A new study published in the medical journal JAMA Otolaryngology-Head & Neck Surgery has shown a connection between slight hearing loss and mental health in seniors. It was shown that hearing loss that is less severe than the usual cut-off for diagnosing hearing loss has measurable mental effects.
Researchers found that when they used a stricter threshold to include mild hearing loss, they found that patients may be experiencing cognitive decline earlier than previously thought. There has been a well-established link between age-related hearing loss and mental health, but this new study sheds light on patients who may have been overlooked.
The established hearing loss threshold is currently set at 25 decibels, but it was in patients that experienced a hearing loss of just 15 decibels that cognitive decline was first noted. These seniors may have problems hearing the volume of a whisper or rustling leaves, and until now, it wasn’t thought to have had any “clinically meaningful” connection to mental health.
Some scientists have commented on the findings with their suspicion that hearing issues may lead to thinking issues because the brain needs to redirect so much attention to hearing that it doesn’t exercise other mental functions as much as it should.
“People with worse hearing use so much more brainpower to decode the words that are said, they don’t get to process the meaning of what was said, which is the intellectually stimulating part,” said the study’s lead author, Dr. Justin Golub, an assistant professor in the department of otolaryngology-head and neck surgery at New York-Presbyterian/Columbia University Irving Medical Center in New York City.
For the study, researchers analyzed information from the Hispanic Community Health (HCHS) and the National Health and Nutrition Study (NHANES), both of which contained data on participants who were given both hearing and cognitive testing. Participants with an average age of 59 years who had not developed early-onset hearing loss were focused on for the purpose of the study, which included 6,451 people. Accounts of cardiovascular health problems and demographics were also noted as these may impact the likelihood of developing cognitive problems.

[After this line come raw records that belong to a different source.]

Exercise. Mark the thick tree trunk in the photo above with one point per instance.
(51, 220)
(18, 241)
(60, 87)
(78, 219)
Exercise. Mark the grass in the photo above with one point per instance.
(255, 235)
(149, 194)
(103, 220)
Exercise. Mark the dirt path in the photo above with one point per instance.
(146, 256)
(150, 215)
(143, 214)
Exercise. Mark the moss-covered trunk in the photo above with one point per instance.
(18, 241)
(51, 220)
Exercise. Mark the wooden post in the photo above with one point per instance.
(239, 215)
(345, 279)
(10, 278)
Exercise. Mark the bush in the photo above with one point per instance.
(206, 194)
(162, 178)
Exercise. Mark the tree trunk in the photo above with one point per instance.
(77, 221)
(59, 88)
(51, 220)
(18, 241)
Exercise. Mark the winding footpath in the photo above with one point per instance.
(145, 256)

The research showed that participants who developed slight hearing loss also performed worse on cognitive tests. Golub said, “People who had difficultly hearing a whisper (but technically still had normal hearing), scored 6 points worse on a test of speed and attention than people who had absolutely perfect hearing. This took into account other factors, such as age. Scientists say that the 6-point change could make a meaningful difference in day to day function.”
Golub and his team suspect that if those with mild hearing issues started wearing hearing aids sooner, they may be able to stay more mentally sharp.
He concluded by saying, “We’re running a randomized controlled trial right now treating one group of people with hearing loss and comparing them to a group with no treatment. We’ll see if in a couple of years, the people with hearing aids are cognitively sharper.”